I honestly don't know how much 'weaker' the Revolution will be; the handful of people I know who are game developers are mostly programming peons so they don't have too much information. One of my friends did say he thinks that a lot of people are under a serious misconception about the system because of what Nintendo has released as a 'Pre-Alpha' development kit to certain companies. He claims that Nintendo has released an improved Tri-Force based (for those that don't know, that's the Gamecube's arcade platform that is ~2X as powerful as the Gamecube) development kit that emulates the new features of the Revolution (like per-pixel shading); the purpose of this kit is not to produce something that performs in the same range as the Revolution but is to enable developers to Port/Develop the engine and test new features on a small scale. I'm told that it is not that uncommon for companies like Nintendo, Microsoft, or Sony to provide the developers with different hardware inorder to allow them to progress so I think that this sounds reasonable.
The only other thing I have heard from developers is that Nintendo is undercutting their performance on purpose in order to send the message to developers that they're not going to pressure them to produce games which they can not afford to make and to send the message that they want more creative and enjoyable games rather than prettier games.

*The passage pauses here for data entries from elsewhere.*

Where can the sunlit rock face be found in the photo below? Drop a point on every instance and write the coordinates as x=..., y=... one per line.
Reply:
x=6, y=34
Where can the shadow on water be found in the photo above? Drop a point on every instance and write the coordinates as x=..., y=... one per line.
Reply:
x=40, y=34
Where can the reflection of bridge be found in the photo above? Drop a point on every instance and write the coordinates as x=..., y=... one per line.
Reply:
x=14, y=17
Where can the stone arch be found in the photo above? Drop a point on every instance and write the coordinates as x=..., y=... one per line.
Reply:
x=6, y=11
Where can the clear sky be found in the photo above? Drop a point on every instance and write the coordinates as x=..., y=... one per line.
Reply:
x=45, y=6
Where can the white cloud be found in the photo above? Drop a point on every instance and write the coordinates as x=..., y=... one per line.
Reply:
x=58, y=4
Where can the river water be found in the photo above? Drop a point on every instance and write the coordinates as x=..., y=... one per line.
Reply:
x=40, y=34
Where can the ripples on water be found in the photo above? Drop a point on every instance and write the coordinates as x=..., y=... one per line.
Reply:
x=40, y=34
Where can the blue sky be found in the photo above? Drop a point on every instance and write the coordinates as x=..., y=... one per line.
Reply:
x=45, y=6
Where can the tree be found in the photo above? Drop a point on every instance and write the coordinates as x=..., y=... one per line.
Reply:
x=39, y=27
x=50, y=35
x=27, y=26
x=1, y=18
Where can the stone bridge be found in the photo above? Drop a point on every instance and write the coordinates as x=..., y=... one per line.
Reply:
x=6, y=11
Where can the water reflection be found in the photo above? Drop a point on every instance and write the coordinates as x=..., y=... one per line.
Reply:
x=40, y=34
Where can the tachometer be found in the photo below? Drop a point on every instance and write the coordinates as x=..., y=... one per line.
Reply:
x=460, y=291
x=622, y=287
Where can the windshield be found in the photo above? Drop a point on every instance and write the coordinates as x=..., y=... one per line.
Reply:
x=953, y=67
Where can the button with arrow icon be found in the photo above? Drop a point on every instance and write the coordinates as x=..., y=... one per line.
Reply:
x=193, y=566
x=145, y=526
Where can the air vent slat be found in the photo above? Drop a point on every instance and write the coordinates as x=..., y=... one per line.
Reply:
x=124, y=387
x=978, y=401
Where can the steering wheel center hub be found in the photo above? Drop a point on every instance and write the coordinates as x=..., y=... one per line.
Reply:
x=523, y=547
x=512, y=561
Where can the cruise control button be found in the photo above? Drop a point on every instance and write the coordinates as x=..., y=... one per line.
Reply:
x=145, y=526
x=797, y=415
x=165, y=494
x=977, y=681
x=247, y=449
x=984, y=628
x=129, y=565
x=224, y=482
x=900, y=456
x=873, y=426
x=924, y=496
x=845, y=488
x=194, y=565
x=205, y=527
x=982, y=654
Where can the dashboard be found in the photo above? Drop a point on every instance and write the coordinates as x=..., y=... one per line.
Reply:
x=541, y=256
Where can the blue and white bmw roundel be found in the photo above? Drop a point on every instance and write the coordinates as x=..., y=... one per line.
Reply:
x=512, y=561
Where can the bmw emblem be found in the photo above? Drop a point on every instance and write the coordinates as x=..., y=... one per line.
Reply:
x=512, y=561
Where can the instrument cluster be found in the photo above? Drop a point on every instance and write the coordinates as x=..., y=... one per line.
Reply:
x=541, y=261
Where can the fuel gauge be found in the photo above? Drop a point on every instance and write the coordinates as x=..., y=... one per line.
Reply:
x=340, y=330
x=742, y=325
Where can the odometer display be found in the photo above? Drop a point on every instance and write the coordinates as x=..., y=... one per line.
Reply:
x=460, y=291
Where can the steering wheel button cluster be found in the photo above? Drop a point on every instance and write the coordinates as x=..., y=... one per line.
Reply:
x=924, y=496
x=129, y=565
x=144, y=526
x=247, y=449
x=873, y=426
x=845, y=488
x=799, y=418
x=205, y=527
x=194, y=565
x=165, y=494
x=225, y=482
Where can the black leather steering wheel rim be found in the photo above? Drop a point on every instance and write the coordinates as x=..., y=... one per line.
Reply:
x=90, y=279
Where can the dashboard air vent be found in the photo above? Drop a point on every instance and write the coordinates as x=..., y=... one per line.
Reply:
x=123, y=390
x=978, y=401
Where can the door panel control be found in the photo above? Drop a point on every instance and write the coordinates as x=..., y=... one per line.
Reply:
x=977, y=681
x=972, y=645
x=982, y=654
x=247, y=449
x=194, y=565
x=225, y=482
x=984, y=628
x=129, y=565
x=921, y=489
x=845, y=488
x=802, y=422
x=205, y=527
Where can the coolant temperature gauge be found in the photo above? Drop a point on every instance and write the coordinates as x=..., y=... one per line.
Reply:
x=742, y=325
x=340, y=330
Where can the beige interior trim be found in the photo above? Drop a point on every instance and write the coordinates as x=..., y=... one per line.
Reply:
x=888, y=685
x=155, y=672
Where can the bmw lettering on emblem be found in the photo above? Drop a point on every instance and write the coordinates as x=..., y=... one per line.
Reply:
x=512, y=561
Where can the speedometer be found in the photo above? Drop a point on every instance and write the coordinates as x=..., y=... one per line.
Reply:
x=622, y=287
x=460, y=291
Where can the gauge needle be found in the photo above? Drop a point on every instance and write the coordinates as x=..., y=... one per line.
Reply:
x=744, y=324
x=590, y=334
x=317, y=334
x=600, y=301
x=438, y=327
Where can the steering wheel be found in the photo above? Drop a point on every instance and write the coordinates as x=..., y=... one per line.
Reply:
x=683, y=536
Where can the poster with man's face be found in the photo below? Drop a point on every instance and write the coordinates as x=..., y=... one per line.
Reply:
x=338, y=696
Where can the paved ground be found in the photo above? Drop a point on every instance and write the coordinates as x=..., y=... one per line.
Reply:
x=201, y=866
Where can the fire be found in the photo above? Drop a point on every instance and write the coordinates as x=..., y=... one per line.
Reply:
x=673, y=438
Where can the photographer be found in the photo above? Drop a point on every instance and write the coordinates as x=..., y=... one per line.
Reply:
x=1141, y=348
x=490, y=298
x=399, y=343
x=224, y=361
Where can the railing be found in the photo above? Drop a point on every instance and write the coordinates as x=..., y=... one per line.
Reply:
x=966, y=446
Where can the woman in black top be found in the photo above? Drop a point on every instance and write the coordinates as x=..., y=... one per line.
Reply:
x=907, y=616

Now, everything I have been told could have been a pack of lies but none of it sounds unreasonable; the initial development kits for the 360 were just Power Macs (and in a tight NDA agreement several people might be under the impression that this is the final hardware and leak it to news sites), and Nintendo announced that the Gamecube would only produce 12-15 Million Polygons per second (While Microsoft promised 155 Million with the XBox and Sony Promised 66 Million with the PS2; the XBox 360 may approach 40-60 Million and the PS3 may get into the 60-100 Million range but no hardware can sustain 100 Million + Polygons per second in a game situation) so it's not unreasonable to say Nintendo may make claims at the lower end of what is possible on their system.